Barbara Kudrycka, minister nauki i szkolnictwa wyższego, zreformowała system stypendialny po to, aby więcej studentów otrzymało pomoc z powodu złej sytuacji materialnej. Stypendium naukowe zastąpiła stypendium rektora, zarezerwowane dla 10 proc. najlepszych studentów. Podwyższyła także progi dochodowe uprawniające do stypendiów socjalnych i zwiększyła o 10 proc. wysokość funduszy, jakie uczelnie muszą na nie przeznaczyć.
Z danych GUS wynika jednak, że w 2011 r. stypendium socjalne pobierało 19,7 tys. studentów więcej niż rok wcześniej (wzrost o 9,8 proc.). Z kolei prawo do pomocy za wyniki straciło 101 tys. studentów (spadek o 55,9 proc).

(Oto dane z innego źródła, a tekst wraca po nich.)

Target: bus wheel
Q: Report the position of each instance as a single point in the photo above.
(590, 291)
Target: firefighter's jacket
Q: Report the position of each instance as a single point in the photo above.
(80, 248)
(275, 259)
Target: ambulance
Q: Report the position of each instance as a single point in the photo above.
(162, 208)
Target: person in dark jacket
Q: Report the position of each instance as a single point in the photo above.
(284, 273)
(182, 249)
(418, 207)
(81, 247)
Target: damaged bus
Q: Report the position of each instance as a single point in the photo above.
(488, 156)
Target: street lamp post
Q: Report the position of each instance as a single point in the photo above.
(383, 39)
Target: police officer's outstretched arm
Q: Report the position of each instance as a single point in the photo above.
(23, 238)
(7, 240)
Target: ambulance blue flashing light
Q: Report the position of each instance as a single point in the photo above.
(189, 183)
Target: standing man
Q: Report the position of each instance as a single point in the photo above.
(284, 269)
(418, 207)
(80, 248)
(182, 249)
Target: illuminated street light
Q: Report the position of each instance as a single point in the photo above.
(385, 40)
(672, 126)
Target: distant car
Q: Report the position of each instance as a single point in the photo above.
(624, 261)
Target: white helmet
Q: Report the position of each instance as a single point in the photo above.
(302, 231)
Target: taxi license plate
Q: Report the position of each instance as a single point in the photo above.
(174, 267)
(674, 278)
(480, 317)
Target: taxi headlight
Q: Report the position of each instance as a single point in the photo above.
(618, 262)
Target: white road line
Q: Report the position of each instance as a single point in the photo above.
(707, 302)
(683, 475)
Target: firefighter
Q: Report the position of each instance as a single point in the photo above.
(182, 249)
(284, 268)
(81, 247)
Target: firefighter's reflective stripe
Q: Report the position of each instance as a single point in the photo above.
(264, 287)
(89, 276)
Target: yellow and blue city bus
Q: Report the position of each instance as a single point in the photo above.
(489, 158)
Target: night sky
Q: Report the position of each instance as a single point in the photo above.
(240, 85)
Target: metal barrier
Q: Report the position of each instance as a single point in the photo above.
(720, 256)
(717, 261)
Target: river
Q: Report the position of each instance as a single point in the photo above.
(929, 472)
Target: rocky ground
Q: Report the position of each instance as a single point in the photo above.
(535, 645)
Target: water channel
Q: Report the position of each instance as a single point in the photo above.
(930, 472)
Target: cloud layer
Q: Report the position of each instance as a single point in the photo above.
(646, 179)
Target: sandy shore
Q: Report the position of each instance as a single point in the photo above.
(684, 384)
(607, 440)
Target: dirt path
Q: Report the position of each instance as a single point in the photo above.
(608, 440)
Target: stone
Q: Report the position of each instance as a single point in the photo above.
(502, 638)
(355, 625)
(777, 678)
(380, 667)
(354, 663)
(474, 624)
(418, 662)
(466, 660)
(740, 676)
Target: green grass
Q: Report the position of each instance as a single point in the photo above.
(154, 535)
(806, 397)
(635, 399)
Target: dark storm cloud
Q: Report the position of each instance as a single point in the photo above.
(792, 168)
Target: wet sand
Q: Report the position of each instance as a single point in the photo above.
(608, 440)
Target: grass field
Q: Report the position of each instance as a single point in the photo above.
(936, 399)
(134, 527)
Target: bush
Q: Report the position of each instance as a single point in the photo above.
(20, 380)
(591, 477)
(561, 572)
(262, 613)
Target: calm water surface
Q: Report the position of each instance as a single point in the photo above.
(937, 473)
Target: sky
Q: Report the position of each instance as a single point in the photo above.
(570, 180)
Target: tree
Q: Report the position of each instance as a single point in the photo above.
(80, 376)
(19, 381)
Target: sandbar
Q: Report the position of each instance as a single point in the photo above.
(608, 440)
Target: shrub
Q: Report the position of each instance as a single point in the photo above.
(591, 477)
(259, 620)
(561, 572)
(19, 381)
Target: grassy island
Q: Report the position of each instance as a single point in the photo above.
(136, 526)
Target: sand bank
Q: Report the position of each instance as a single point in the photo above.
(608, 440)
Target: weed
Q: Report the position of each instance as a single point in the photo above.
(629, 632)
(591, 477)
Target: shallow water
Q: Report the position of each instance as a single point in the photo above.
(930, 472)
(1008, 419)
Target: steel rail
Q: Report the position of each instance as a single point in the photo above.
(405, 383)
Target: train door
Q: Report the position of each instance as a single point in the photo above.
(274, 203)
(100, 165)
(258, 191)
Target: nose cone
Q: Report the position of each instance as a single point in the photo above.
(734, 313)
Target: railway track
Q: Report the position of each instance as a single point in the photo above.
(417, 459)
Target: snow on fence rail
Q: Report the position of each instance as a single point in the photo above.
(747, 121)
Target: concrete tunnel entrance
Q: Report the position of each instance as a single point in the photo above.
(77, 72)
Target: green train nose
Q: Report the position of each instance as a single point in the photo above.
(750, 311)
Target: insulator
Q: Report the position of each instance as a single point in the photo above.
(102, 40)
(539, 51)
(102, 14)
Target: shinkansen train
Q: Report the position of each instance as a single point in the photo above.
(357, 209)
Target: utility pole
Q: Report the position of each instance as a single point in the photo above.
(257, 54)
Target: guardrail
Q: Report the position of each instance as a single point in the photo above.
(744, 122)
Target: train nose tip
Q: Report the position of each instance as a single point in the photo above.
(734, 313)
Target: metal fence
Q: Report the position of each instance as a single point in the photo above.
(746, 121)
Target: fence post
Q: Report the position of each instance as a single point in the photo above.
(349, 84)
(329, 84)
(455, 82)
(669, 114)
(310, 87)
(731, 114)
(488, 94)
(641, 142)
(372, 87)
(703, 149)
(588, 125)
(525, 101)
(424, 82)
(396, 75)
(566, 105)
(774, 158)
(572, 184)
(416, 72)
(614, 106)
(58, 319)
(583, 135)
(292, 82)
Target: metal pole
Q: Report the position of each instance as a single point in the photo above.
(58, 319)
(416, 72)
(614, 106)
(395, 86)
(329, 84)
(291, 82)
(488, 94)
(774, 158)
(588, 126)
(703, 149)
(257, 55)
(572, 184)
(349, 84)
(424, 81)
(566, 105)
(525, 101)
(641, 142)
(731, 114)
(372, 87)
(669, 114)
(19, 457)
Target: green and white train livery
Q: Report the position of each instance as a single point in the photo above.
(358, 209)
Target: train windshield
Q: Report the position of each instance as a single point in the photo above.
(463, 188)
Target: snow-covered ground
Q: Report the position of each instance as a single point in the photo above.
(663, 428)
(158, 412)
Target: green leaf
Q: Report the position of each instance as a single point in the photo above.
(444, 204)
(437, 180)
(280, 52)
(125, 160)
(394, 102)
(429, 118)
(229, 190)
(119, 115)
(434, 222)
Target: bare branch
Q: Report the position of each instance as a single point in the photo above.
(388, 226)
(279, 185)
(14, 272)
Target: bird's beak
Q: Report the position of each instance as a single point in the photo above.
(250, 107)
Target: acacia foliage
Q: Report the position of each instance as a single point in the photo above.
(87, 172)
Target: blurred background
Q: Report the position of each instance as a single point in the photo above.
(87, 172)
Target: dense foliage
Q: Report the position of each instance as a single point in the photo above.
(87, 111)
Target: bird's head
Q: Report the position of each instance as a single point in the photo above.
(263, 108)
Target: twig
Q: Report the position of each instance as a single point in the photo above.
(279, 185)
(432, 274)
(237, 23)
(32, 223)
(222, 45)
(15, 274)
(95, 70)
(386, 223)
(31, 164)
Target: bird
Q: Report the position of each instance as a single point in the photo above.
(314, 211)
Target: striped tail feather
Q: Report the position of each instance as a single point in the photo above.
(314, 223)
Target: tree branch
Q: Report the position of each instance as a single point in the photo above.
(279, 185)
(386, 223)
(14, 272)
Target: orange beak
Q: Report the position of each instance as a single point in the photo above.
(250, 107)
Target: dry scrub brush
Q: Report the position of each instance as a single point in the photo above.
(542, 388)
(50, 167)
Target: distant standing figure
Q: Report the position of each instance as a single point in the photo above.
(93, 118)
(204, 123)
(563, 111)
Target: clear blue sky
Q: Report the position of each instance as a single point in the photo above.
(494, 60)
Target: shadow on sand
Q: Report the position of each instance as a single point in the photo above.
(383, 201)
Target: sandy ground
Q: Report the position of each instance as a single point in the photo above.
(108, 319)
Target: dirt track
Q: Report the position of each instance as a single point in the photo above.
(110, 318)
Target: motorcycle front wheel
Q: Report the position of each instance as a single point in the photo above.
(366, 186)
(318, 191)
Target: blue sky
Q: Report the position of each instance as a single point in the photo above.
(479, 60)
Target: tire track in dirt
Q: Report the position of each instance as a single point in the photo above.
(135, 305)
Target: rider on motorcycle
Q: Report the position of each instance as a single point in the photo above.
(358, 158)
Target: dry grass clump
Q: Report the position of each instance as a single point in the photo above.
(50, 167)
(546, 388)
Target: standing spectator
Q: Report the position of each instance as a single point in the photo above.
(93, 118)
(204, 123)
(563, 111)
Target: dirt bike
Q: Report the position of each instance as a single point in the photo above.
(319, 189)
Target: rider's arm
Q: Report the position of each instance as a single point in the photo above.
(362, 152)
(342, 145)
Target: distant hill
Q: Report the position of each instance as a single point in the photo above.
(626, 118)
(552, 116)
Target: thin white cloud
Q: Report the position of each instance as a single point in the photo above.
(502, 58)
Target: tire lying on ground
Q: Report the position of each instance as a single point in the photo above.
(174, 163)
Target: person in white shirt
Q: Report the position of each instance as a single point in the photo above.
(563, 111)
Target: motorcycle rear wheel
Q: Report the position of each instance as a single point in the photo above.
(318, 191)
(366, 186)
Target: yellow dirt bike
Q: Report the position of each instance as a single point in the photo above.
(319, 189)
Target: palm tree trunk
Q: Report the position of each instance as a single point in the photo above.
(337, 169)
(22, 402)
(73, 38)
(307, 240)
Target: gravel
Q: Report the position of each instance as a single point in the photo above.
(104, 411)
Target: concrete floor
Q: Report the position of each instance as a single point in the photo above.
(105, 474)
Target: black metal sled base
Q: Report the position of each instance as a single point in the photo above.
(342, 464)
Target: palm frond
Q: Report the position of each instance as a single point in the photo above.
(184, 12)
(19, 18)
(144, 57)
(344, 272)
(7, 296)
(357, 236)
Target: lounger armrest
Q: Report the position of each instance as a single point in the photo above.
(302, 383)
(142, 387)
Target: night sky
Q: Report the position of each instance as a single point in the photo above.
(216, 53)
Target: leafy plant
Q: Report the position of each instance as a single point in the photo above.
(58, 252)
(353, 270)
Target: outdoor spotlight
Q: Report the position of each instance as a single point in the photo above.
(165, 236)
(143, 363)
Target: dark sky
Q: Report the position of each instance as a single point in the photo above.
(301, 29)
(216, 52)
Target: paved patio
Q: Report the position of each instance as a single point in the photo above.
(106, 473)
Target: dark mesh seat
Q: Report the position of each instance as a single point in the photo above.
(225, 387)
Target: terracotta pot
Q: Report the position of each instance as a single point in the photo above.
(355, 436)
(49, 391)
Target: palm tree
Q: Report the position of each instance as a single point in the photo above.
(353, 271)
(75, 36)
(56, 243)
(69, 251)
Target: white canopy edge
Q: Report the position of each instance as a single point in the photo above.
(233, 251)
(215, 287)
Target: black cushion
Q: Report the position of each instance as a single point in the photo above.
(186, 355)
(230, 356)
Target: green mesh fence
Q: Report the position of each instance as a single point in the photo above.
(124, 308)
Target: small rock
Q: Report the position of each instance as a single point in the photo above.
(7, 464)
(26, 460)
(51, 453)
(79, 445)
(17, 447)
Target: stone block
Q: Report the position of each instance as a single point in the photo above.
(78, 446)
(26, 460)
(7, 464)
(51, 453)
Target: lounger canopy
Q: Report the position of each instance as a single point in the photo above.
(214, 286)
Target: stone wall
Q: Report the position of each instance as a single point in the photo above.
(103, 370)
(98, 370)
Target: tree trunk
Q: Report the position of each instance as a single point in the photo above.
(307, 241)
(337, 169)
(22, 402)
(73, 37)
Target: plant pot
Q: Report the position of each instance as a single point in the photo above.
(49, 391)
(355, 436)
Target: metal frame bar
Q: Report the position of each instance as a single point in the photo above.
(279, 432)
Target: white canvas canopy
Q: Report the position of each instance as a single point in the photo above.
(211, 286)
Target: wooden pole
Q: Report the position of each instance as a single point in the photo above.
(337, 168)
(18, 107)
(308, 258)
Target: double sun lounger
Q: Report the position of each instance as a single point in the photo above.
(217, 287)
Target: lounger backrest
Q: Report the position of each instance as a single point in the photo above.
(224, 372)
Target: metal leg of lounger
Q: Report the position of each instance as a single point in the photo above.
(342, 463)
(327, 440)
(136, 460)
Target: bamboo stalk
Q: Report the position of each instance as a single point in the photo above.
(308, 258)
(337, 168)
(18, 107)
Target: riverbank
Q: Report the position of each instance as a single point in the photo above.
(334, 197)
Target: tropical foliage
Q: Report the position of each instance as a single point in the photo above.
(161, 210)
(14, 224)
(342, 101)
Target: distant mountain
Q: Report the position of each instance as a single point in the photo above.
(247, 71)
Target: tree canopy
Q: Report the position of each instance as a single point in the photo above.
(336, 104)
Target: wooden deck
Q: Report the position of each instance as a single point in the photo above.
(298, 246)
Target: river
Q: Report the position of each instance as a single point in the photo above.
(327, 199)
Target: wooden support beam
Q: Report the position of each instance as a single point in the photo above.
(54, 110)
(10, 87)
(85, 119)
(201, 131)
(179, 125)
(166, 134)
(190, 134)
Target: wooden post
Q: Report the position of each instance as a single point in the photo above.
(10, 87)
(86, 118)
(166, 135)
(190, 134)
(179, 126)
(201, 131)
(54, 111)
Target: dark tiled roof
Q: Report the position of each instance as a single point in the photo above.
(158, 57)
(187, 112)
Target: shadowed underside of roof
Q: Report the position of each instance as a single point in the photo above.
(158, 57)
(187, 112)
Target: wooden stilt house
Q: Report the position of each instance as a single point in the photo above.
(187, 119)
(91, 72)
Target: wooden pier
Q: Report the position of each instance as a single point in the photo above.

Resort uważa jednak, że główne założenie reformy osiągnięto, a wsparcie socjalne zostało skierowane do większej grupy studentów.
Wysokie kryteria
– Otrzymanie stypendium rektora jest jednak coraz trudniejsze – mówi Wiesław Suchowiejko, poseł PO, członek stałej podkomisji ds. ekonomiki edukacji i nauki.
Studenci skarżą się, że kryteria przyznawania stypendiów określane przez uczelnie w regulaminach są zbyt rygorystyczne. Zdarza się, że sportowcy nie mają szans na pomoc, ponieważ nie osiągnęli wysokich średnich.